1. Mark specific times in the day for replying to emails & turn off notifications
Rather than having your email switched on all day decide on specific times per day that you will reply to your emails, and make your colleagues aware of your plans. This will entirely remove that notification that’s vibrating on your desk and pinging on your desktop and means that when you actually reply, you’ll be in the right mindset and not interrupting the tasks you’re doing which need specific thought.
2. If you need to have a discussion, pick up the phone
It’s old fashioned we know, but if you need to have a discussion about something, don’t do it on email – do it the way it as designed to be done, by talking. Otherwise you’ll end up with an email chain that spans days, and doesn’t actually get the timely result you need.
3. Think before you ‘cc’
Carbon Copy is one of our most hated of things – somewhere along the line somebody decided that it would be a good idea to use carbon copy in order to cover their tracks and now it’s used as a mechanism for “you were on the email chain, and you didn’t object, so it’s not my fault”. This is not what carbon copy was intended for. Make a conscious decision about who really needs to be on this chain, and if it’s something you can fill your superior in on during your in person catch up with them and if so, do it in person.

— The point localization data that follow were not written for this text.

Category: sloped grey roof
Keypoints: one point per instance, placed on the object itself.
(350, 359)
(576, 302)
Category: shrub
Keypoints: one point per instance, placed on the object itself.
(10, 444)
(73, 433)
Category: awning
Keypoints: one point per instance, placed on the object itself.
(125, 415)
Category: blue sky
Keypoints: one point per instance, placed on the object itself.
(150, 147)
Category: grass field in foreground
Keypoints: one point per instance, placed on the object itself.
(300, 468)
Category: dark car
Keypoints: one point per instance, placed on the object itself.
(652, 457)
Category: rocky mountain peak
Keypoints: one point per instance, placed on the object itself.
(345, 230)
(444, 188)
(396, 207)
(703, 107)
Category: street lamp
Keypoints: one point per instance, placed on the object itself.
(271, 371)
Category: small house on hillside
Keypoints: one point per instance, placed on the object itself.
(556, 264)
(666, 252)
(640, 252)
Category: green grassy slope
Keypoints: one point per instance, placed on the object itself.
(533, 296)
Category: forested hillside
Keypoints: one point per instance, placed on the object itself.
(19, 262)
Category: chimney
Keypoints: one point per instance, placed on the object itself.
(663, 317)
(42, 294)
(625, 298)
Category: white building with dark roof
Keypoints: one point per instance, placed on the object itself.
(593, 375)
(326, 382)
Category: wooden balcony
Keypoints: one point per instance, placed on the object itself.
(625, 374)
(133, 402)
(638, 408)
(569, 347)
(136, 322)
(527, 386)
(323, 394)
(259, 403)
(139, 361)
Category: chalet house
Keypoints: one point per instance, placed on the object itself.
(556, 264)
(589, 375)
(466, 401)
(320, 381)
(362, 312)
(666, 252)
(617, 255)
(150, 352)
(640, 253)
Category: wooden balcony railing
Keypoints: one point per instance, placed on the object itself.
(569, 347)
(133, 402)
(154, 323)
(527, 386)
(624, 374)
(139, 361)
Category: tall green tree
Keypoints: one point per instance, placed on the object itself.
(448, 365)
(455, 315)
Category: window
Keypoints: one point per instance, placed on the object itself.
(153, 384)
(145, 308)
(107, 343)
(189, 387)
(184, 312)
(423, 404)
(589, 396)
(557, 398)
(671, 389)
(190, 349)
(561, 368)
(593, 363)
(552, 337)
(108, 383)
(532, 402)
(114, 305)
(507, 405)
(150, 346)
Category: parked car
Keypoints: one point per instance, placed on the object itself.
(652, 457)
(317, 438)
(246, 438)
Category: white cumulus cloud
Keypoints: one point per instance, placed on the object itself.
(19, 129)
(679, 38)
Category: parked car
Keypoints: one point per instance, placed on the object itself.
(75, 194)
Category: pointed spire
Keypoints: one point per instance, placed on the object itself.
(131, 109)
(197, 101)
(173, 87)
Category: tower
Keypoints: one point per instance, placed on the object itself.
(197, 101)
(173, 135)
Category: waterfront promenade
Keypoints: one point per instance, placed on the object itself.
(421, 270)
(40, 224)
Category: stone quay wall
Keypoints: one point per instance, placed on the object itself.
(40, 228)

4. Make your subject line appropriate
We admit, we stole this from a friend of ours. If you need someone to take action from a specific email mark it as so in the subject line, with something similar to “Action Required” before a short description of what the email covers. It makes it nice and easy for the person receiving the email to understand what the email is about and whether they need to do anything from it.
5. Know your audience
Are you sending an email to your time-poor C-suite level boss? Are they the kind of person who wants the solution presented first and in concise bullet points? Think about this before you send your email. Use numbered lists and bullet points to keep things clear and only include the relevant information in the email.
If practising the above five tips gets you someway there, but doesn’t quite solve the problem, try out new email programmes like Google Inbox – it allows you to include all of your email accounts in one place (useful for those of us who have yahoo, multiple gmail , outlook and work accounts), snooze emails to be reminded of them later, and have your most pertinent information shown at the top of your inbox. Finally, accept that it’s unlikely you’ll get your emails down to zero – a bit of a hard one for those of us who have a minimalist approach to life.